The most natural place to start when considering a career in the fitness industry is personal training. Whilst the reality of personal training in the majority of cases is a low paid, long and awkward hours and mediocre working conditioned job. Personal trainers generally have to be willing to pour in a lot of hours at the times when the 9-5ers are not in work, meaning that early mornings and late nights become the norm. As the white collar workers finish their jobs, you’ll be starting – and when the hyper-motivated workers rock up to the gym at 5:30 am, you’ll have to be there, bright eyed and bushy tailed, ready to train them.

However, there are ways to make money from this space without succumbing to the PT rat race. Whilst UK PT’s are fighting to earn north of £25-30,000 – even in London – and US trainers are pulling in an average of $52,000 ($25/hour) as of 2010, the folks above them in the food chain are making money. The average Personal Trainer Director is pulling in more like $125,000 in the US, when working in a medium or larger gym and having taken into account his/her OTE (On Target Earnings), the latter largely from multi-tier commission structures involving the PTs below them.

The issue of course with PT Director roles is that there is only one of those for very 20 more more Personal Trainers, making them scarce and thus hard to come by. Many PTs are instead forging out interesting careers through the clever leveraging of online tools in order to build internet reputations. This usually involves carving out a very specific niche. In this world of Instagram case studies, it really is the value of the niche. Trainers focusing on advanced bodybuilding or the extremes of the extreme distance sports are proving to be especially lucrative.

With rosters of online clients, their own websites, extensive social media profiles and seriously active social media accounts, those who build a reputations are quickly capitalising. They’re often selling very specific programmes through these online channels and building up dedicated client bases. Interestingly, this is training without actually training anyone – in the traditional PT sense at least. This is no case of standing next to a bench counting reps or watching a client plod on the treadmill. This is more a case of training programme design, followed by a lot of Skype conversations and regular social media updating (videos, pictures, meal shots etc).

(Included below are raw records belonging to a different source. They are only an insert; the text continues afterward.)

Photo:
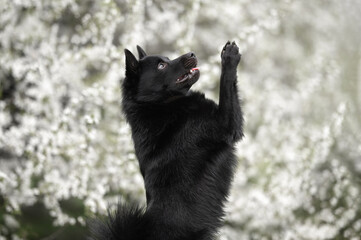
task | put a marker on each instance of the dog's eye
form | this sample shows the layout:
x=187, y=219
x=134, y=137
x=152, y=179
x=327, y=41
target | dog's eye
x=162, y=65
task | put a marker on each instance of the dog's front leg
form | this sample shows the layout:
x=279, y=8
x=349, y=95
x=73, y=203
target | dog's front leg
x=229, y=110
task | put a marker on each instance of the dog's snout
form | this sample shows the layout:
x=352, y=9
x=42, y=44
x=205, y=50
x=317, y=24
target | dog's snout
x=192, y=55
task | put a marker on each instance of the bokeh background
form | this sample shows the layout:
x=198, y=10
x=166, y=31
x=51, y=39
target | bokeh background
x=66, y=152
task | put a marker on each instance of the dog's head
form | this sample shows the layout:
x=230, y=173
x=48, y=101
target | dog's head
x=156, y=78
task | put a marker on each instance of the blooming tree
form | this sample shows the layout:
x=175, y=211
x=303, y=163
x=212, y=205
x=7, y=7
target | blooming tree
x=66, y=152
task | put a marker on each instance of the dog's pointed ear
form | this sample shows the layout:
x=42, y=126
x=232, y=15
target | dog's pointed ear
x=131, y=63
x=141, y=52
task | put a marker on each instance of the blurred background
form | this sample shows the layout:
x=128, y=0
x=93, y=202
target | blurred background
x=66, y=152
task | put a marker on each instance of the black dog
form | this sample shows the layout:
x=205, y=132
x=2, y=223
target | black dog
x=184, y=144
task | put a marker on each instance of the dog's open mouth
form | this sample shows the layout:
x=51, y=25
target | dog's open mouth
x=188, y=75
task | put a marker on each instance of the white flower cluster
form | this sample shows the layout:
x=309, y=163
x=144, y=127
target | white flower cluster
x=66, y=151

Others are turning to software generation. We now live in a fitness technology age. Fitness clothing can now be bought with sensors which transmit data in real time into sport – and fitness – specific apps. The apps themselves are plentiful, yet many everyday gym-goers have no understand around leveraging them. Therefore, smart trainers are carving out a valuable niche by being forward thinking with the ‘smart’ technology. As a bonus, this combination of hardware and software combines to make workout logging, planning and reporting very simple – yet visually, it looks thorough and complex. App development is now commoditised enough through online networks like UpWork, meaning that you can inexpensively have a bespoke and personally branded tracking app made – which adds value even whilst you’re not training the person directly (very few clients will employ you every session). Having a feature which lets you push workout plan updates through the app to paying customers makes the job of personal training a lot more scalable and thus lucrative.

Finally – if you want to go the whole hog – there is the personal training gym suite option, whereby you open up a private training studio. This is an end-game plan, best saved for when you have an impressive roster of narrowly focussed clients. This lets you open up a space which is totally dedicated to the types of training you teach and preach. If you specialise in Crossfit, then you can open a basement style functional pit. If you’re a bodybuilding focussed trainer you can put in old-school dumbbells and classic machines. This all lets you control the culture of the training environment, from high-spec plush to down and grundy ‘hardcore’.

So all considered, you can make money as a Personal Trainer. Exactly how much and to extensive amounts may require unique ingenuity, but if you nail it with these actions, then you could be looking at a global market place with a high earning opportunity.